- Posted by Johanna on May 1, 2007 at 10:25 pm
- Category: LinkBlogging
Three things I agree with:
Steve Flanagan on the recent JLA/JSA crossover. He didn’t like it, pointing out obvious craft problems that shouldn’t have appeared in a professional publication and indicting what passes for writing these days:
For Brad Meltzer, super-heroes are his imaginary friends. He wants to hang out at their clubhouse, playing games. They can call him “Brad”, and he can call them “Bruce” and “Clark” and “Hal”. Grudgingly, he fits in a few shards of plot. But his heart’s not in it. […] it is in the nature of the DC Universe these days that writers have to make choices about which versions of past continuity to adhere to. But it is foolish to draw attention to this unavoidable weakness, and downright perverse to base your whole story on asserting your preferred version of continuity over all the others. [Geoff] Johns is interested in exerting control over an imagined world more than in telling stories that can stand up on their own.
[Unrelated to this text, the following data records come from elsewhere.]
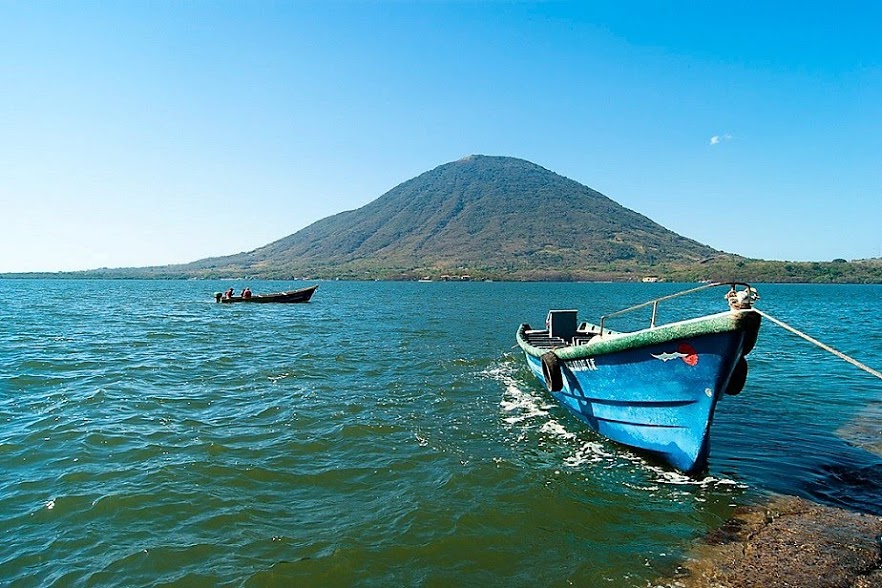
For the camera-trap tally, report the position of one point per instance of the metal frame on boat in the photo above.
(656, 388)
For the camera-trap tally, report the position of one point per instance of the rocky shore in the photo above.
(787, 543)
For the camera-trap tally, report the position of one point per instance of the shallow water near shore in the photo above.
(385, 434)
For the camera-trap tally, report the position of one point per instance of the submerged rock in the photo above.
(788, 543)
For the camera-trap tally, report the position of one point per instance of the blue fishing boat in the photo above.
(654, 389)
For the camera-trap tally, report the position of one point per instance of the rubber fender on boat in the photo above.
(739, 377)
(551, 372)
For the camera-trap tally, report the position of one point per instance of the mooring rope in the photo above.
(838, 354)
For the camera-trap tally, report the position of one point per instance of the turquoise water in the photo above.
(384, 434)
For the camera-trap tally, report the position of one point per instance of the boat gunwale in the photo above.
(723, 322)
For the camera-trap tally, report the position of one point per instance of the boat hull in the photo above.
(656, 390)
(294, 296)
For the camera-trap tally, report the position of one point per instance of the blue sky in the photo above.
(149, 133)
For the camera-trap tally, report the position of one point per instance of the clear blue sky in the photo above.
(148, 133)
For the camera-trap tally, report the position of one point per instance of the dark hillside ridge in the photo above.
(497, 215)
(500, 218)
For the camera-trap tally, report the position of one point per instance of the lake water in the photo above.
(385, 434)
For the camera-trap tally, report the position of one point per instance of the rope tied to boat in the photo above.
(823, 346)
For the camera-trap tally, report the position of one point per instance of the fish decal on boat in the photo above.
(685, 351)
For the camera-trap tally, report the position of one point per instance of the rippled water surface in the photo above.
(384, 434)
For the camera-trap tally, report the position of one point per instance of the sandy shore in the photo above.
(788, 543)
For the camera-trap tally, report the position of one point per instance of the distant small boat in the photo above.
(654, 389)
(302, 295)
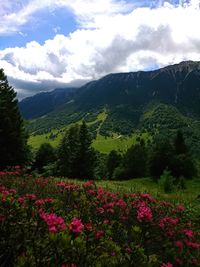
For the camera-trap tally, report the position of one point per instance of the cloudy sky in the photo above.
(46, 44)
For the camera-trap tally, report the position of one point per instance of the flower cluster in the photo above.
(54, 222)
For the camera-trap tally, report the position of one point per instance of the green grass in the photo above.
(117, 142)
(147, 185)
(36, 140)
(101, 143)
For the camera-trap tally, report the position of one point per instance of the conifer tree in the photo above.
(86, 159)
(13, 138)
(179, 144)
(68, 153)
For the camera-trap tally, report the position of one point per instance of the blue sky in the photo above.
(54, 43)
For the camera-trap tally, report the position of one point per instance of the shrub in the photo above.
(46, 222)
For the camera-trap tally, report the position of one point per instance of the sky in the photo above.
(47, 44)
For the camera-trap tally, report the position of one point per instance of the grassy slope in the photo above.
(101, 143)
(147, 185)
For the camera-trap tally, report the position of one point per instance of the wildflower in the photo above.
(179, 261)
(179, 244)
(54, 222)
(100, 209)
(192, 244)
(144, 213)
(99, 234)
(88, 226)
(188, 232)
(76, 225)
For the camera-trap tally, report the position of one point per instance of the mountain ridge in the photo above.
(173, 91)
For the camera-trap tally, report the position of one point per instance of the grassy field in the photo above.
(147, 185)
(101, 143)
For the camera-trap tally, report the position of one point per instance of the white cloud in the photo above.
(112, 37)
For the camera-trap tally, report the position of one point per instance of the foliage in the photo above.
(46, 222)
(135, 160)
(173, 156)
(13, 138)
(45, 155)
(76, 157)
(166, 181)
(113, 161)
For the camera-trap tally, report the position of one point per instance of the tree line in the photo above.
(75, 156)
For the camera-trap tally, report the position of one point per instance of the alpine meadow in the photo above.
(100, 133)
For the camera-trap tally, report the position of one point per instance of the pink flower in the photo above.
(179, 261)
(144, 213)
(76, 225)
(167, 265)
(192, 244)
(188, 232)
(179, 244)
(106, 221)
(88, 226)
(100, 209)
(121, 203)
(99, 234)
(88, 184)
(54, 222)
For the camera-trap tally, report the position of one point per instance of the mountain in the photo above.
(155, 101)
(45, 102)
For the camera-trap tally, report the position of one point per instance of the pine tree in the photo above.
(135, 160)
(179, 144)
(13, 138)
(44, 156)
(87, 155)
(113, 161)
(68, 153)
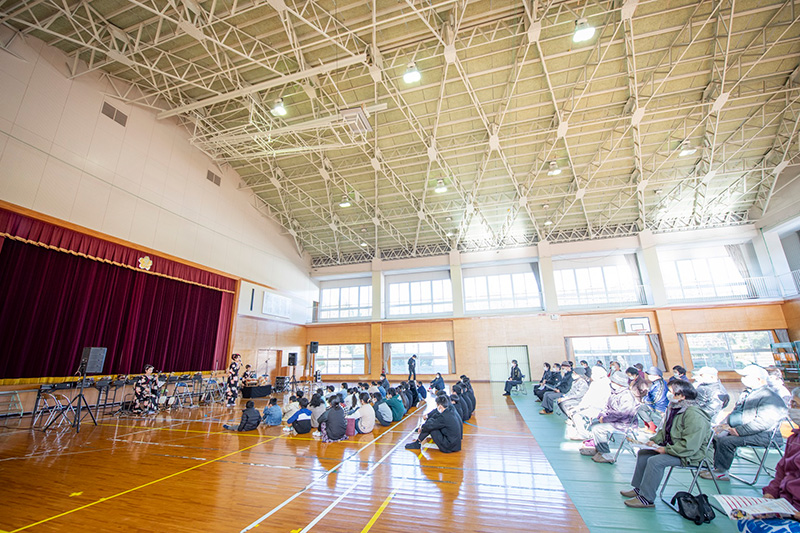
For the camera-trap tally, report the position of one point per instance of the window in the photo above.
(732, 350)
(597, 285)
(341, 359)
(627, 350)
(432, 357)
(345, 302)
(420, 297)
(498, 291)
Since women and girls make up half of the human race, the presence of a wide variety of female characters in our children’s earliest media is essential for both girls’ and boys’ development. See Jane seeks to engage professionals and parents in a call to dramatically increase the percentages of female characters — and to reduce gender stereotyping — in media made for children 11 and under.
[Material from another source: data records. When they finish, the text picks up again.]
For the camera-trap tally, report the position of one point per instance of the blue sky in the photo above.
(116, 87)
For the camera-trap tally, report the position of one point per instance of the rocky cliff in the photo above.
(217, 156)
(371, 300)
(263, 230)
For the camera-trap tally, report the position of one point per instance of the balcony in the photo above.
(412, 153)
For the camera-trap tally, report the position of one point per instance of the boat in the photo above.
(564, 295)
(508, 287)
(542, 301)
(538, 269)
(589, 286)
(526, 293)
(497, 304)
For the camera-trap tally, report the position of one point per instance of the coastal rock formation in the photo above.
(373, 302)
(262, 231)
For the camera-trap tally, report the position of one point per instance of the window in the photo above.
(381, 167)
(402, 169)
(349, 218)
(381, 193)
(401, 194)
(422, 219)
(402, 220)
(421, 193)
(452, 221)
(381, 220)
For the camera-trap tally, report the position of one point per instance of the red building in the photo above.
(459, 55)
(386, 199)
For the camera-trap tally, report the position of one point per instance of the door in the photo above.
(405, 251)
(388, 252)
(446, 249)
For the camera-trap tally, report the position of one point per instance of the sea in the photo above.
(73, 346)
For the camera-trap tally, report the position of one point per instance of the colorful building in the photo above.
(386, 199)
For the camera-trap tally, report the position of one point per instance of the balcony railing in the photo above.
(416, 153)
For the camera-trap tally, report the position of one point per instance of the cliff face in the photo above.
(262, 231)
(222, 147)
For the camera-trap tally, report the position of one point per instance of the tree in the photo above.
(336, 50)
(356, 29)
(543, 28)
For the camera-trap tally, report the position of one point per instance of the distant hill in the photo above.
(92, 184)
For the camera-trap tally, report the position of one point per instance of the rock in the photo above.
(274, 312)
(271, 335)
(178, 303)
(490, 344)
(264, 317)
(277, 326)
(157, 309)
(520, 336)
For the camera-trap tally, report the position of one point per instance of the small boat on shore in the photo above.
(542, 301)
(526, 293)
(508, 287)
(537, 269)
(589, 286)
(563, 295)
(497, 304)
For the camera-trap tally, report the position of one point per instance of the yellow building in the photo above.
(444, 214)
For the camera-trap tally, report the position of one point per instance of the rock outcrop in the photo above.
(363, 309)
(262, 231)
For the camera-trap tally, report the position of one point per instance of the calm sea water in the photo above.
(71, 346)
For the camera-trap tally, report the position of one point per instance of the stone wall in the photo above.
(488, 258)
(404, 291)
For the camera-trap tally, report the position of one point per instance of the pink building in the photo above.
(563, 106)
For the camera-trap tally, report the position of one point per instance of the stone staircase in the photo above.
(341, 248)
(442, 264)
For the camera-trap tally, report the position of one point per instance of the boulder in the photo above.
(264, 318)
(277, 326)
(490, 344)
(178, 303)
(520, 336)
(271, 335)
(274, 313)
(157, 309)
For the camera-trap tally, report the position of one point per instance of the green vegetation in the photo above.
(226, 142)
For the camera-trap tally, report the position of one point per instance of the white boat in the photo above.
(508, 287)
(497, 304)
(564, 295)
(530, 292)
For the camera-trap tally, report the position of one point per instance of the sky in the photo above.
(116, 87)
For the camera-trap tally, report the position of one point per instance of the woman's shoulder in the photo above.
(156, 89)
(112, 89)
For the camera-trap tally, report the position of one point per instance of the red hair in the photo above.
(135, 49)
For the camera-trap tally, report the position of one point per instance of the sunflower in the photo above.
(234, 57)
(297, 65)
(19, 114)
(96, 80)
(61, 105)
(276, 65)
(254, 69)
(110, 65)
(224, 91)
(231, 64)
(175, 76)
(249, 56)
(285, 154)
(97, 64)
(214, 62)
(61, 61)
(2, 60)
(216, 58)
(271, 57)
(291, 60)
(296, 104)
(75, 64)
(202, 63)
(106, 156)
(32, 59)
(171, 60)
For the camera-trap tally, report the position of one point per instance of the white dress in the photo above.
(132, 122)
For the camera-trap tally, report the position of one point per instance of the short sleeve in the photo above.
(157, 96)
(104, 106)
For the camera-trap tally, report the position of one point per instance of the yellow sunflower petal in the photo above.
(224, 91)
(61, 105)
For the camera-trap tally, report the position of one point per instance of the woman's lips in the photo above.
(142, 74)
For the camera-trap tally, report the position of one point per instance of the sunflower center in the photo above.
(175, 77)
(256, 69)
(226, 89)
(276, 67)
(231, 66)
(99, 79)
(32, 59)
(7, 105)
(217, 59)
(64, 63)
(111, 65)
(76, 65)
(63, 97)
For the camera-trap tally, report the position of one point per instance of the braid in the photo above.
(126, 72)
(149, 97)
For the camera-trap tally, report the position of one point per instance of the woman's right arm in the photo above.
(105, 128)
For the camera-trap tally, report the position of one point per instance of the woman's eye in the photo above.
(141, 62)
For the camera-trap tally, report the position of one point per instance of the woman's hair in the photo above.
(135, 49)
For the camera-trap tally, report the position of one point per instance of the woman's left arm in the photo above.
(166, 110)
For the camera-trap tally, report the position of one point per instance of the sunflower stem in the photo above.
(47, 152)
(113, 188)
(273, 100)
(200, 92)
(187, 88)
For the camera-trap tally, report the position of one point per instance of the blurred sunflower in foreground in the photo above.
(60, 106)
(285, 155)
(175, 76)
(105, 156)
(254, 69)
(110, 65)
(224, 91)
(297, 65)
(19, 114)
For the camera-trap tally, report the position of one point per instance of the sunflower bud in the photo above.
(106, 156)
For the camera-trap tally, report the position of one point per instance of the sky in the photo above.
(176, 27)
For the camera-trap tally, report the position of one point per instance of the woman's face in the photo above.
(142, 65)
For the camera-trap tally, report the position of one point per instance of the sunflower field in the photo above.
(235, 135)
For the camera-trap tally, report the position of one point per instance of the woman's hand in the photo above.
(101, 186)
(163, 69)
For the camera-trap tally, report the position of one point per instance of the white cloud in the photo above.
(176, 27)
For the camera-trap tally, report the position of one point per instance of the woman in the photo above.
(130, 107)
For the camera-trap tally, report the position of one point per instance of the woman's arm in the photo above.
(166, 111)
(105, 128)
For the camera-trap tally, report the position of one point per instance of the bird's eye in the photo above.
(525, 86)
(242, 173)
Ryan at Metamorphostuff tackles the complicated issue of mistaking superhero comics for all comics, especially when debating portrayals of women.
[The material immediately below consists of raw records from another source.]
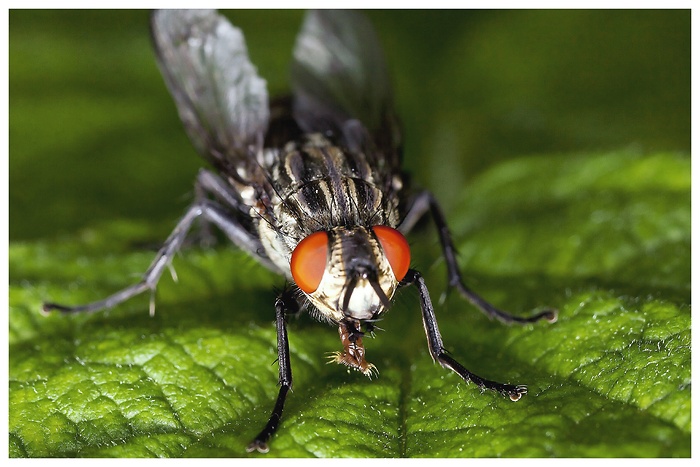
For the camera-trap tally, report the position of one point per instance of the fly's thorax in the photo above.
(356, 268)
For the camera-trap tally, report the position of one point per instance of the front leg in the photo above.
(285, 304)
(425, 202)
(438, 352)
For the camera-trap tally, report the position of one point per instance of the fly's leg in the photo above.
(209, 184)
(425, 202)
(285, 304)
(438, 352)
(206, 209)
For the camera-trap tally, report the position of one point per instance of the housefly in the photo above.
(309, 185)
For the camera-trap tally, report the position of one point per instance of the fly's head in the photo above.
(351, 273)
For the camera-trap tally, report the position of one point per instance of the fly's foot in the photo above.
(515, 392)
(257, 445)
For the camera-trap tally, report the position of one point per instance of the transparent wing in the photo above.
(339, 73)
(221, 100)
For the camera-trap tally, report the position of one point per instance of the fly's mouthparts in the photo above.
(310, 185)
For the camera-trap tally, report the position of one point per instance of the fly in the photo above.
(310, 185)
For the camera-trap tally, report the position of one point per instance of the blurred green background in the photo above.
(94, 135)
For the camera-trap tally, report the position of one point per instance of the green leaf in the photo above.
(605, 238)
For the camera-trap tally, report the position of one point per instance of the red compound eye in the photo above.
(309, 261)
(395, 248)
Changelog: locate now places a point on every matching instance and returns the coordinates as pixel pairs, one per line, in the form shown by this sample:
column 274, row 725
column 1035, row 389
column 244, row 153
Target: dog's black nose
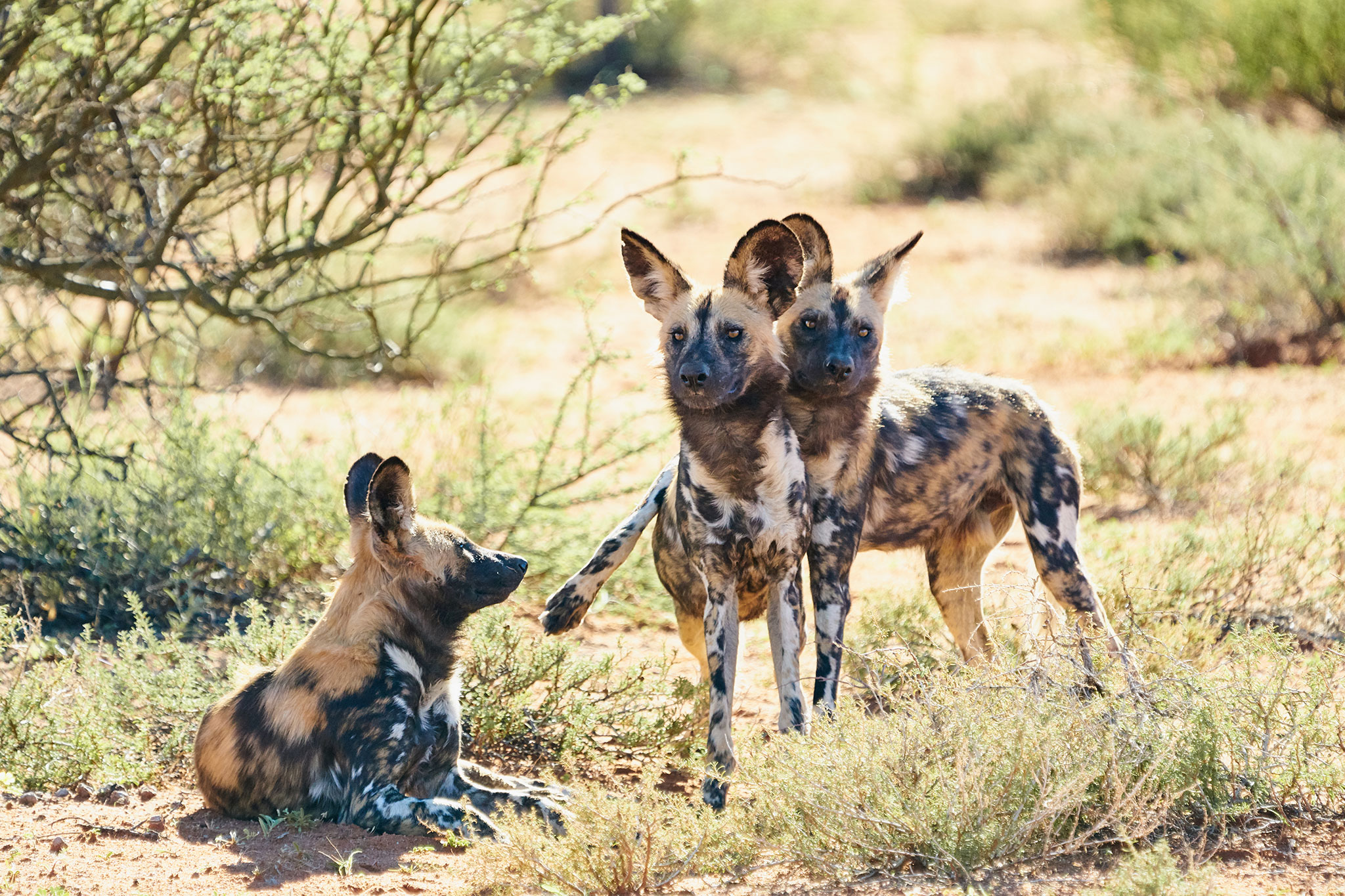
column 839, row 368
column 693, row 375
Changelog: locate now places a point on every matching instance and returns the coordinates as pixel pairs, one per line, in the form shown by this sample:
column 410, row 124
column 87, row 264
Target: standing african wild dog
column 361, row 721
column 934, row 458
column 731, row 543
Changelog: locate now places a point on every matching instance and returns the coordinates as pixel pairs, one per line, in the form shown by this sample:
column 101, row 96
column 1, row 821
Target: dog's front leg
column 785, row 621
column 381, row 807
column 835, row 539
column 489, row 793
column 721, row 654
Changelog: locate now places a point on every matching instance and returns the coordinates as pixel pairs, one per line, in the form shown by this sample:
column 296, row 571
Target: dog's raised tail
column 567, row 608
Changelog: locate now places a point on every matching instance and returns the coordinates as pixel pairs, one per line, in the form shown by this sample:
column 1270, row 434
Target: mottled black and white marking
column 730, row 544
column 361, row 723
column 934, row 458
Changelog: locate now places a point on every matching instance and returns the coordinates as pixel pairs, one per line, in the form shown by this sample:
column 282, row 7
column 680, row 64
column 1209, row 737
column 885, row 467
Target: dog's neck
column 726, row 440
column 826, row 421
column 409, row 618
It comes up periodically on a few blogs and forums that far too many people say “comics” but in fact mean “superhero comics.” More specifically, they mean “Marvel and DC superhero comics”, and, to be entirely specific “the Marvel and DC superhero books I read.” […] for the life of me I can’t fathom the idea of throwing good money at bad product month after month. A bit of complaining when a title hits a rut is one thing, but continuing to follow something that makes you angry month after month strikes me as masochistic at best. All of which is to say is that when someone says “comics should be like this”, what they really mean is “the comics I’m reading should be like this.”
Hmmm, those last two fit together oddly, don’t they? I think it just brings home how superhero comics these days so clearly aren’t for kids anymore. The DC comic I enjoy most is Teen Titans Go! (with hope for Legion
Comic With Too-Long Title of Super-Heroes in the 31st Century), and both of those have a nice gender balance and reasonable, non-sexist portrayals. Whew! Contradiction averted!